A maioria ainda deve ter esta equipe viva na memória, pois poucas seleções fizeram tanto barulho na Copa de 2002 quanto o batucado em ritmo africano pela seleção de Senegal. Mais ainda poucos estreantes em Copas fizeram tanto barulho, e logo na estreia. Em seu primeiro jogo de Copa na história, os senegaleses repetiram os Camarões em 1990, que não eram estreantes, mas venceram a Argentina, que defendia o título de 86. Pois a equipe da costa oeste africana derrotou a então atual campeã França, deixando o mundo boquiaberto. Foi assim que o planeta conheceu, surpreso, um time - que como as boas seleções africanas - era capitaneado por seus atacantes.

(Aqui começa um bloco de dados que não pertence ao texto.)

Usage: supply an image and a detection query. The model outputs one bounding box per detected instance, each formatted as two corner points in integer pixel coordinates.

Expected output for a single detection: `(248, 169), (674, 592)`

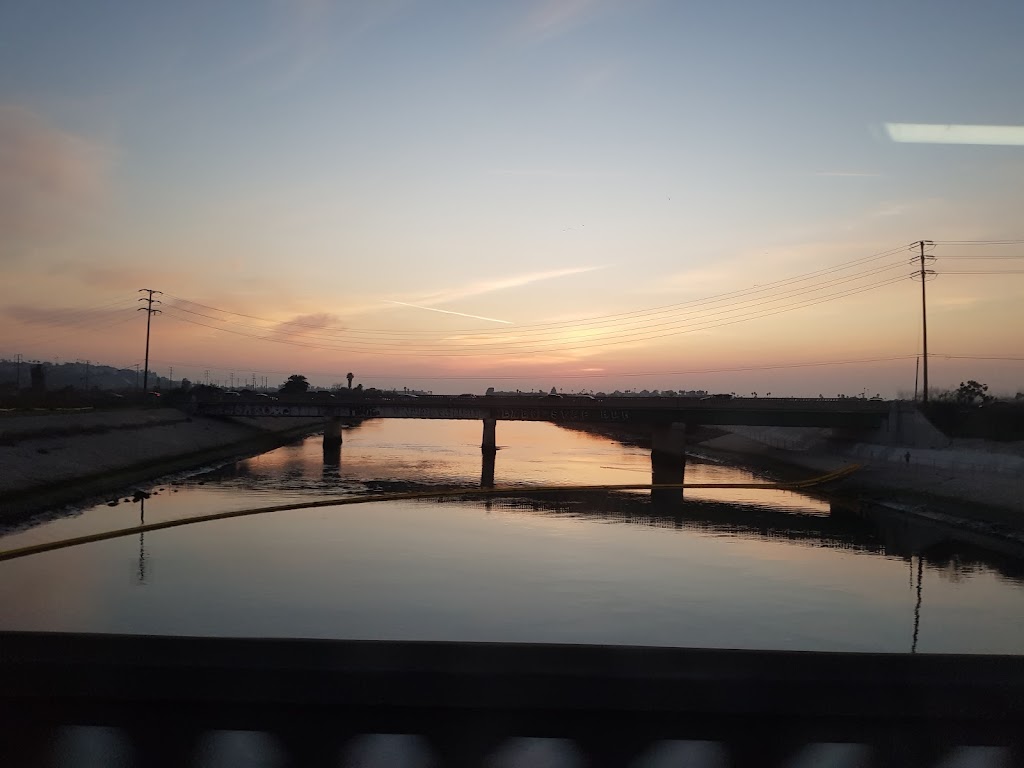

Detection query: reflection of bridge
(196, 396), (898, 466)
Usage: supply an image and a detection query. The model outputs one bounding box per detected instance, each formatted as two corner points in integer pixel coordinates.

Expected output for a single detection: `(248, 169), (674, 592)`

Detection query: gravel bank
(693, 434), (1024, 531)
(0, 409), (323, 516)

E conheceu, aos 30 minutos do primeiro tempo, um atacante franzino, de cabelos oxigenados, abusado e veloz. Era El Hadji Diouf, que deixava Lebouf sentado na ponta esquerda, invadia a área e, lúcido, encontrava outro companheiro mais bem colocado, de frente para o gol. Aí o mundo conheceu Papa Boupa Diop, atacante habilidoso e forte. Na primeira tentativa, ele chuta em cima de Barthez. No rebote, sentado, toca para o gol vazio. Então os olhos do mundo se voltaram para a bandeirinha de escanteio, onde aos poucos se juntavam todos os companheiros de time e dançavam em roda, em volta de uma camiseta jogada no chão. Era como se oferecessem aos deuses a camiseta abençoada pelos guerreiros que batiam a poderosa campeã mundial. Se o ataque era rápido e ousado - completado pelo ótimo Khalilou Fadiga - contra a França também a defesa seria segura, embora os europeus tenham criado algumas chances. Colaborou muito também a maré francesa, que era das piores. Os gauleses, ainda embriagados com o título inédito, não fizeram nenhum gol na Copa de2002. O segundo desafio de Senegal foi contra a forte e bem mais ligada seleção da Dinamarca, que havia batido o Uruguai na estreia. No duelo pela liderança, os nórdicos saíram na frente com um gol de pênalti convertido por Dahl Tomasson. Mas os africanos tinham guardado uma obra-prima do futebol. O empate veio com toques mágicos, de primeira, de pé em pé, da defesa até o ataque (veja o vídeo).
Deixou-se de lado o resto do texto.